東京へ発った日に届いていた『京都新聞』(二〇〇九年一一月一六日)。行司記者が熱心に取材していただけあって、うまくまとめられている。湯川書房をまったく知らない人にもちゃんと通じる記事になったことを喜ぶ。杉本秀太郎さんのコメントが入ったのがよかった。

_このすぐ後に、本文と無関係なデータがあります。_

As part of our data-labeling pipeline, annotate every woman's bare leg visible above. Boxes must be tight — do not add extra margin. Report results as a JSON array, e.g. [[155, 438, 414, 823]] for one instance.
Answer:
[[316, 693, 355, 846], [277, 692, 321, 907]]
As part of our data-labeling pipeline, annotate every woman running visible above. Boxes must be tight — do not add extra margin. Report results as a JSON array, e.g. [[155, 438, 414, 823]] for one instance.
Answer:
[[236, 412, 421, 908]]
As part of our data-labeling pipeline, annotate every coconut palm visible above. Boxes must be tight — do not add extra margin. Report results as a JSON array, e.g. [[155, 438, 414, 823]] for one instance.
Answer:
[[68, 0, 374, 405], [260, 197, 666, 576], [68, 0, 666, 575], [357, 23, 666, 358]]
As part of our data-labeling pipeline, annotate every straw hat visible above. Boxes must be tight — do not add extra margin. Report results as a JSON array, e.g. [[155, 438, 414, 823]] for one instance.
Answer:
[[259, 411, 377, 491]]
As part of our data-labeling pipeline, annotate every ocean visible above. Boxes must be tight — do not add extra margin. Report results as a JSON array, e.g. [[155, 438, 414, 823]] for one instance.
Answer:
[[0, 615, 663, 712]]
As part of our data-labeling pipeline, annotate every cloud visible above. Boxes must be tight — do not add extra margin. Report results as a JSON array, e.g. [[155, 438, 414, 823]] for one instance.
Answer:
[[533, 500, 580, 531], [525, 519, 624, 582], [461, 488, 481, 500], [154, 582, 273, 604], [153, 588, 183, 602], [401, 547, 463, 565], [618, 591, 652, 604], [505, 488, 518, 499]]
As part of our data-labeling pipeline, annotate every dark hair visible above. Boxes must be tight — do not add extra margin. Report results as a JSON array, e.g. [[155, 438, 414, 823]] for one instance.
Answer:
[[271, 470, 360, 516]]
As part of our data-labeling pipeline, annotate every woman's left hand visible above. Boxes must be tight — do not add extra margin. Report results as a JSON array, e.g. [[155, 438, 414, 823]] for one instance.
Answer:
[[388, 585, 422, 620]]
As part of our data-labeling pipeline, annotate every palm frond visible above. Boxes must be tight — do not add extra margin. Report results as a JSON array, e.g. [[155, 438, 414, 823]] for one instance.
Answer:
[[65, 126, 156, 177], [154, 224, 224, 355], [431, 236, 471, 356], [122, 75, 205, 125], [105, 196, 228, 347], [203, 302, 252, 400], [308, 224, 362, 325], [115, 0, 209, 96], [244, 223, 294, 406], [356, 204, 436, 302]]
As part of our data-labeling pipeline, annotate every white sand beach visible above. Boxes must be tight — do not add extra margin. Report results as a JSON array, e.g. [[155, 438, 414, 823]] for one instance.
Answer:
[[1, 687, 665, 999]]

《「とてもダンディで本が大好きで穏やかな人。好き嫌いははっきりしていて気に入らない本は出さないという人だった」》
『湯川書房・湯川成一の肖像』を刊行した伊東康雄さんのまとめの言葉も効いている。
《「本は本来、大事にされるべきもの。大切に造られた限定本ならなおさら50年、100年と残っていく。デジタル化で本が消耗品になった今、『本の姿はどうあるべきか?』を追い求めた湯川さんの思いが、人々の間に響いているのではないか」》
本が本来大事にされるべきものというのはまさにそうだと思う。ただ、デジタル化によって本が消耗品となったという意見には頷けない。デジタル化以前すでに消耗品になっていたことは少し古本をいじれば分かることだ。デジタル化がもっと進めば、本はまた宝物にもどるだろう。
《来年3月には大阪市のギャルリプチボワで展覧会が予定されている》ともあった。湯川書房ゆかりのアーティストたちが作品展を開くということは漏れ聞いていたが、ギャルリプチボワなら見に行ける。今から楽しみにしておこう。